きっと既に勝った気になり、私を犯す妄想でもしているのだろう。
この鳥男は、まともに考える頭を持っていないようだ。
本物の鳥は体重に占める脳の体積が大きく、実は頭がいいらしいが、この男は三歩歩けば物事を忘れる程度の、真の鳥頭の持ち主なのだろう。

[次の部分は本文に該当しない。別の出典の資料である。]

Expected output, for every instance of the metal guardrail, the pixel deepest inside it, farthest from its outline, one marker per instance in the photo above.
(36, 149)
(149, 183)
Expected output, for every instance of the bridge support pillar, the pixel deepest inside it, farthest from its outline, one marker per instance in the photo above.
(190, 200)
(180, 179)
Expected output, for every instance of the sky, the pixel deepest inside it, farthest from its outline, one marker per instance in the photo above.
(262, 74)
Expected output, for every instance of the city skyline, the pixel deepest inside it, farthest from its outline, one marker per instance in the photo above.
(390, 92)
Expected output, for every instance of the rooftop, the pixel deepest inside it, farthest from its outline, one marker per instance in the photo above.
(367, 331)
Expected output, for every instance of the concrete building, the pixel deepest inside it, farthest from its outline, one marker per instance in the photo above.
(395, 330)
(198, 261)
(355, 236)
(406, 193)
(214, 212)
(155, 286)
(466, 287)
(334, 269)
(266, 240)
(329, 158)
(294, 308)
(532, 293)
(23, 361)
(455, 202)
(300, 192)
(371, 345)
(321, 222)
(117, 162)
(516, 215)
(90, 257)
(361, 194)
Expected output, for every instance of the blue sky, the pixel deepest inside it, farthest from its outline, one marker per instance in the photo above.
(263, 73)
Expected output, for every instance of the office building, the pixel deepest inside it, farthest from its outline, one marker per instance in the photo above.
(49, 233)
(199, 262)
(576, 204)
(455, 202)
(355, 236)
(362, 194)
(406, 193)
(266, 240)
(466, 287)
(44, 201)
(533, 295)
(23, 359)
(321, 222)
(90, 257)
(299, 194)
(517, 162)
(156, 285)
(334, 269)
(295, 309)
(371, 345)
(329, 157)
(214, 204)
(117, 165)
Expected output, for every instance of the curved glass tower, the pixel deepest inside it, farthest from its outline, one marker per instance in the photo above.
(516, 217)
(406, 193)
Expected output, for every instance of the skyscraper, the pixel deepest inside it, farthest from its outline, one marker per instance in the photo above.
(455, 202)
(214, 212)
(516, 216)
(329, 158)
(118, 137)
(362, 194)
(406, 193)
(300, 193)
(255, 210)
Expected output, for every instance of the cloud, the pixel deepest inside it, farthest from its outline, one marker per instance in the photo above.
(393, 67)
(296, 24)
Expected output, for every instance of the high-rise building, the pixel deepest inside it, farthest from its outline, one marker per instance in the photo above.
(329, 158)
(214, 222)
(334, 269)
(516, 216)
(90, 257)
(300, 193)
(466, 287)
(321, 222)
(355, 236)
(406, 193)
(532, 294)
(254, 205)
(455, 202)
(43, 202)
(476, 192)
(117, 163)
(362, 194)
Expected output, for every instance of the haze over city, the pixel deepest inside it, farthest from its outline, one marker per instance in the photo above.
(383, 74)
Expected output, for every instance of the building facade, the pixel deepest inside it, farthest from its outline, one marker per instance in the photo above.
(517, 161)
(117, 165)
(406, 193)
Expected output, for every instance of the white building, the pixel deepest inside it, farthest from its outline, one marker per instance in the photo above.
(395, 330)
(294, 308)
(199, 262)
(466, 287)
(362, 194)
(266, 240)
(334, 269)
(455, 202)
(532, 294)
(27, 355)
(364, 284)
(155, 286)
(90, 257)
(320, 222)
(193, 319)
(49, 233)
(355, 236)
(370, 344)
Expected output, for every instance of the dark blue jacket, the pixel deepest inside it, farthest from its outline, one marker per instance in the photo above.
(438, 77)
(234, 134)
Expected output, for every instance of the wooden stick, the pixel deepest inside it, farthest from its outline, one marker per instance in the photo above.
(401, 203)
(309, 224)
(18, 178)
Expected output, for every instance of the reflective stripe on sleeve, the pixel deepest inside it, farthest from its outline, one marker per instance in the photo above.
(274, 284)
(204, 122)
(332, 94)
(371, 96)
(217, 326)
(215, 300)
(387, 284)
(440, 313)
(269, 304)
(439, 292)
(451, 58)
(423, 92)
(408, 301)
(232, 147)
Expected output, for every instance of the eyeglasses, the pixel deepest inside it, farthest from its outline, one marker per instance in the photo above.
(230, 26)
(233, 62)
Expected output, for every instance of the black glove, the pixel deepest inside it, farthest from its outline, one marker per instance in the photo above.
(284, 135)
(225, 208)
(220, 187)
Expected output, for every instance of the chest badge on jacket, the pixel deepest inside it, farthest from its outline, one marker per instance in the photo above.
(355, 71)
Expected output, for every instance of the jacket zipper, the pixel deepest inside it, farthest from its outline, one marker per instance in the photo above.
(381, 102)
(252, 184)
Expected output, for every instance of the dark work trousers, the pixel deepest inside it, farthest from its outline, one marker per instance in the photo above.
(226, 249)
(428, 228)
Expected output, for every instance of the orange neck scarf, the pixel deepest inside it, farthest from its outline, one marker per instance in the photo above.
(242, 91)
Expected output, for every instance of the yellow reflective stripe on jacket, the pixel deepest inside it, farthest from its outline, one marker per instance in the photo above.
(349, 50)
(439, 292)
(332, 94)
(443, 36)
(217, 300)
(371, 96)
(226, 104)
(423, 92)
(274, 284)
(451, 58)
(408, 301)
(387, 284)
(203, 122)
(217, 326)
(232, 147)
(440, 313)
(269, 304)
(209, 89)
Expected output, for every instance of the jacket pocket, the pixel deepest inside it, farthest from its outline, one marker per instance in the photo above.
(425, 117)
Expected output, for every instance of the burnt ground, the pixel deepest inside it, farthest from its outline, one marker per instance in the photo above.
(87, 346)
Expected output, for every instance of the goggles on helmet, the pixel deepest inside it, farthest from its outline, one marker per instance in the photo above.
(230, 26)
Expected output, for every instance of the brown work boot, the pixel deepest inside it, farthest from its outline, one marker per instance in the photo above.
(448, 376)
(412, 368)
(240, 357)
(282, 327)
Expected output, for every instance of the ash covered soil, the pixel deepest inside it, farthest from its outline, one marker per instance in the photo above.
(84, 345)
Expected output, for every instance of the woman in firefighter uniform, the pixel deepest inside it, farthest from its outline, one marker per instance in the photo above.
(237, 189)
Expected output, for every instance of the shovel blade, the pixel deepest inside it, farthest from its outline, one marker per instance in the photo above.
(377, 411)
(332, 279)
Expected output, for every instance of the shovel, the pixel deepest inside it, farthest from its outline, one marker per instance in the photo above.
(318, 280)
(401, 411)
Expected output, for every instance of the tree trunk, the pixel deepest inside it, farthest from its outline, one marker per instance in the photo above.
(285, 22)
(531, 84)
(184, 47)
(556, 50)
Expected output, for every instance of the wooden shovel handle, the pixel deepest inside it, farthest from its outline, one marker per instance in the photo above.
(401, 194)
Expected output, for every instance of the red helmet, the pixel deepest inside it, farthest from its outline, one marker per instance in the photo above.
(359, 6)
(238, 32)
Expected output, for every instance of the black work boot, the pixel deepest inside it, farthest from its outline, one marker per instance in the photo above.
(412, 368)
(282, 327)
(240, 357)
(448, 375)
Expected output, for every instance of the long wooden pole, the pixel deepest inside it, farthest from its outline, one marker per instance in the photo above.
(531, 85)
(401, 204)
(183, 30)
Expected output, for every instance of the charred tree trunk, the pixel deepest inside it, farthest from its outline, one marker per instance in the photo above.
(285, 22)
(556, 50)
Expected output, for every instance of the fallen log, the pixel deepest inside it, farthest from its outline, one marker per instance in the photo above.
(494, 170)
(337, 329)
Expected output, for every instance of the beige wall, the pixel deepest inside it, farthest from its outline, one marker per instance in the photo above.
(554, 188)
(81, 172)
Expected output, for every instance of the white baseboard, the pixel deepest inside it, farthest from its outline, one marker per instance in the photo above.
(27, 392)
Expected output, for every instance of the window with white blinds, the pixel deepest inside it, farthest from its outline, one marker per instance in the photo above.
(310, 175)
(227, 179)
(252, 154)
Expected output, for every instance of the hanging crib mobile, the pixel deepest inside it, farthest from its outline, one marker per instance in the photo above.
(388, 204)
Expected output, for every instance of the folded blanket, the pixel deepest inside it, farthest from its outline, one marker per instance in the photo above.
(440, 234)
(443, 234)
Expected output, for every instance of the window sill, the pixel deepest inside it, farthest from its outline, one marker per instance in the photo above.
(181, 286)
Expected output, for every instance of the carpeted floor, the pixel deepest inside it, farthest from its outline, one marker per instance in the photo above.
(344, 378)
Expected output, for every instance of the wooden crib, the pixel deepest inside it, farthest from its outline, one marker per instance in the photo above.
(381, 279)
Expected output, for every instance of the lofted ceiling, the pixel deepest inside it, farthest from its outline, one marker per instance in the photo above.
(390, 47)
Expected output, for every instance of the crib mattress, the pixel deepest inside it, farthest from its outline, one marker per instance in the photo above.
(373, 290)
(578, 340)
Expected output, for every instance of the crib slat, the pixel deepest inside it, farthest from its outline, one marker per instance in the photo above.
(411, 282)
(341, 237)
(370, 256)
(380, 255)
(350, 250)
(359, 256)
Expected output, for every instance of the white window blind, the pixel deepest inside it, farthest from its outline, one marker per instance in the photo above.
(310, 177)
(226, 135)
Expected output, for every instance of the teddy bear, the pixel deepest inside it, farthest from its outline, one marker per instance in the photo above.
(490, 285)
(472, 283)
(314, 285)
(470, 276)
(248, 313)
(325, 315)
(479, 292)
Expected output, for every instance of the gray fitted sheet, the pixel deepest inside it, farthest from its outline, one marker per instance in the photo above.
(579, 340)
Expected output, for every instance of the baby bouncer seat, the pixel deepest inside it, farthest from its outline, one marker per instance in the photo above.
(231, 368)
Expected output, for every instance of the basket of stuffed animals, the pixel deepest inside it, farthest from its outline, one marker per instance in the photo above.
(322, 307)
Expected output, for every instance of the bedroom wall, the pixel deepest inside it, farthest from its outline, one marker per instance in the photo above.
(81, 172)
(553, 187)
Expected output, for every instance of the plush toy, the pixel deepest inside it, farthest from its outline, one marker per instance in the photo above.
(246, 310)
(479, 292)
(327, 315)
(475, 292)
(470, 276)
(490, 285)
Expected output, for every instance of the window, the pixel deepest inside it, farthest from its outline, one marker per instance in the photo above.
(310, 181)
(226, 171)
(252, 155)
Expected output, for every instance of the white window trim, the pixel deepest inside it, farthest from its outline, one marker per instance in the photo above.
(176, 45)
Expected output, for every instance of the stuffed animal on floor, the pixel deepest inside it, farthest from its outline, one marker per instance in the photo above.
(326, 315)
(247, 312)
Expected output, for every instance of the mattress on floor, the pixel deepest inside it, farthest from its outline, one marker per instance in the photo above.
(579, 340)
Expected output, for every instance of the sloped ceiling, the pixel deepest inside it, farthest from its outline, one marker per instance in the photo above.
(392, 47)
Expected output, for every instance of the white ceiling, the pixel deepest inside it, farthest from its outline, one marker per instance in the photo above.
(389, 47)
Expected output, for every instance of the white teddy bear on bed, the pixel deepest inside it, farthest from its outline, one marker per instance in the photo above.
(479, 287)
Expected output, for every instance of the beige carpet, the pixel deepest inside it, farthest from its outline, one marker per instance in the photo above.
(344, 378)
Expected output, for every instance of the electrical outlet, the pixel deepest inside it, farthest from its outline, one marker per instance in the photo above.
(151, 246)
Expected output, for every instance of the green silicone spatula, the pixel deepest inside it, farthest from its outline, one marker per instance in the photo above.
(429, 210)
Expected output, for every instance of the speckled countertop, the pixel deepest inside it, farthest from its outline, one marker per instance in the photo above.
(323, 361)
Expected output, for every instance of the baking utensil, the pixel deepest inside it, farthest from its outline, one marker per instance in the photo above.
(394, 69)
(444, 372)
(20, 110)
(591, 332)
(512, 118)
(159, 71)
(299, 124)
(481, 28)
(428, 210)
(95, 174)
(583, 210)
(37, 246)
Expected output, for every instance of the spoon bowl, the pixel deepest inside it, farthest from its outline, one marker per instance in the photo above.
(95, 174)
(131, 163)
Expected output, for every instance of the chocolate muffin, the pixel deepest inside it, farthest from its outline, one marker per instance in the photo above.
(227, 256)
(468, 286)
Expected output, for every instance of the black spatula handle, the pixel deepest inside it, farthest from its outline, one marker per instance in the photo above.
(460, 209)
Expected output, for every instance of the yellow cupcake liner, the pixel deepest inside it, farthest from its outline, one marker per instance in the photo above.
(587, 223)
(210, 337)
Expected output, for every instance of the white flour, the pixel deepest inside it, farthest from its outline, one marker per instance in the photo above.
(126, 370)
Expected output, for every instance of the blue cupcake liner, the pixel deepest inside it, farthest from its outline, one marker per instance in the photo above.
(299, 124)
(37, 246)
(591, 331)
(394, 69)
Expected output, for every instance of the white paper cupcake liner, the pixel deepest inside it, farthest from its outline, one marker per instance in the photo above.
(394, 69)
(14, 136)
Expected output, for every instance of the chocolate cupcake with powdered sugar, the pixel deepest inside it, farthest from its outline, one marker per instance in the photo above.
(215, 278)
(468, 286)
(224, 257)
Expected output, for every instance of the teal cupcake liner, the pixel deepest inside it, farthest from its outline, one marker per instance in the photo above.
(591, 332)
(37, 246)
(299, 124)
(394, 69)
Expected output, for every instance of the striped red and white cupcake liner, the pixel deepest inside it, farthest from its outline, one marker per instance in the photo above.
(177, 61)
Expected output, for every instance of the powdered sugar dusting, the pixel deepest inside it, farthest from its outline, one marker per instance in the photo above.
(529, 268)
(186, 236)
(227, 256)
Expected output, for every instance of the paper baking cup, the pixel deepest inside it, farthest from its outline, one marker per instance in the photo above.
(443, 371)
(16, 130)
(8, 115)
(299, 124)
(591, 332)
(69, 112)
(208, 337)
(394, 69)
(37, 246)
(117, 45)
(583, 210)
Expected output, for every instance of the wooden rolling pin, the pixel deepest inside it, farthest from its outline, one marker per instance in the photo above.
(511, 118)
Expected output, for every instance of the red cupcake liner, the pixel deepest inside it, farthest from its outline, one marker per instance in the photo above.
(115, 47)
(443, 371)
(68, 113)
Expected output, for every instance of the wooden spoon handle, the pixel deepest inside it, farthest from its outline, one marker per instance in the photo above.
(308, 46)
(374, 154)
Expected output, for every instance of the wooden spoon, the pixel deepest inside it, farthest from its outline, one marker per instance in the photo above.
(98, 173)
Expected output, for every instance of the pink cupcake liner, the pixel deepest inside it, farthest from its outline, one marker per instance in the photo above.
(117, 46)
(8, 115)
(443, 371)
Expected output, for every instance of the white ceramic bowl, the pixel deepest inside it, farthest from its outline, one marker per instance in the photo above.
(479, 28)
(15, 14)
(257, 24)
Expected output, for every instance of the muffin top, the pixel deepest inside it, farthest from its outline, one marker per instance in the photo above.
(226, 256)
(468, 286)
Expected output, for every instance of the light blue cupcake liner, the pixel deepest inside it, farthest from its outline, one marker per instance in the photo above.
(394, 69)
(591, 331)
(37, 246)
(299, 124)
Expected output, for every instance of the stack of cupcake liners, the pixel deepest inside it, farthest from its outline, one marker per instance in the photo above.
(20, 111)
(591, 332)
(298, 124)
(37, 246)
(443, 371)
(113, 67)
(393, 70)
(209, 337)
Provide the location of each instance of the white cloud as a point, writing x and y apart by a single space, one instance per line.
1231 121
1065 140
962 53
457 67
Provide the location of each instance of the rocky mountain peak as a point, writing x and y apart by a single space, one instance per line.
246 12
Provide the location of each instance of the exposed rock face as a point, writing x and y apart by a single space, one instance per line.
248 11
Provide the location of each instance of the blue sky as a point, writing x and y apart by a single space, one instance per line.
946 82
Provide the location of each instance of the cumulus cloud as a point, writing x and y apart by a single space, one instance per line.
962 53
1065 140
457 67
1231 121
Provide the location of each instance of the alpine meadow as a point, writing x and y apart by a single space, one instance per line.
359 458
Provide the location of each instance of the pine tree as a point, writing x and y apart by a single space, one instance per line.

もし私が昔と同じ程度の実力しか持たないなら、この男の相手などするはずもないのに、そのことに考えが及ばないなんて。
「それじゃあ行くぞ」
兄はそう言うと、腕と胴体の間に隠れていた翼を広げ、宙に浮かぶ。
魔力を用いることで、宙を舞える種族が鳥人だ。
かつての私は、高速で宙を移動する兄に手も足も出なかった。
だが、今は違う。
百年前は目で追うことすらできなかった兄が、今は止まっているように見える。
私はそんな兄に向けて右手を向けた。
決闘中の死は、殺人にはならない。
周りには何人も証人がいる。
この鳥男を殺すのに、なんの躊躇いもいらない。
鳥を殺すなら、やっぱり焼き鳥にすべきかな。
そう思った私が、炎の魔法で兄を焼き殺そうとした時だった。
「止めろ!」
低く威厳のある声が、私と兄の動きを止めた。
抑えているにもかかわらず、背筋にぞくりとくる魔力が、この声の持ち主の実力を物語っていた。
将軍クラスとは段違いの魔力。
おそらく、今の私でも、勝てるがどうか分からないほど強力な魔力。
声を聞いた兄は、ゆっくりと地面に降りてきた。
「あ、兄上……。なぜ貴方がこのような場所へ?」
さっきまで威勢の良かった鳥男は、怯えを隠せずにそう言った。
「もうすぐ次期魔王を決めるという大事な時期に、馬鹿なことをする配下がいないか見まわっていた。まさか半分同じ血が流れている我が弟がその馬鹿だとは思わなかったが」
二十代そこそこの外見にもかかわらず、恐ろしいまでの風格を備えた男は、私の方へ視線を送る。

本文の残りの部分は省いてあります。